So yours cycles on and off every 15 seconds . just seems like would be really hard on the clutch.
 

RickW

Member
You are still cycling too quickly. Good thing is we know the pressure switch is still good and the cycling is because the high side Is getting too high.

First have you cleaned the condenser? From the back side of the condenser use compressed air (not so high as to damage the fins on the condenser) to blow out the condenser. If you blow from the front you will be trying to blow all the accumulated dirt/dust/crap thru the condenser, so blowing from the back side will force the stuff back out how it came in. Visually the condenser may look clean but until you start blowing it out, you can be surprised how much stuff is in there. Clogged up condenser is the number one problem I have with my B3030. I try to blow it out every time I mow (4ac with a finishing deck). At least every other time. Makes a big difference in the performance of the A/C in the tractor.

I also recommend cleaning the condenser with a condenser cleaner if dirty. This is a wet foam in a aerosol can. The foam fills in all the space between the condenser fins. When the foam expands it picks up the dirt and crap and pulls it out of the condenser fins. I have to do this to my tractor a couple times a season if I want to keep the A/C running at peak performance even with blowing the condenser out each time I mow.

If you have not cleaning the condenser, the clogged condenser could have been your problem all along based on the initial readings you got with your gauges.

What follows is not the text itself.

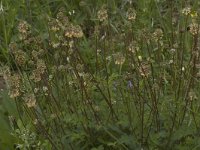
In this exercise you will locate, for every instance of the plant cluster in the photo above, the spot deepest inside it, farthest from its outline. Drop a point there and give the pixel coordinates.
(121, 79)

Another possibility is air and/or moisture in the system. It sounds like you evacuated the system then recharged it. Did you pull a vacuum on the system before you recharged it? Using a vacuum pump before charging the system will pull all the air out. It will also remove moisture. If the system will not hold a vacuum then you have a leak somewhere. A vacuum pump is between $50~$75. Very hand to have and very useful with your new gauge set.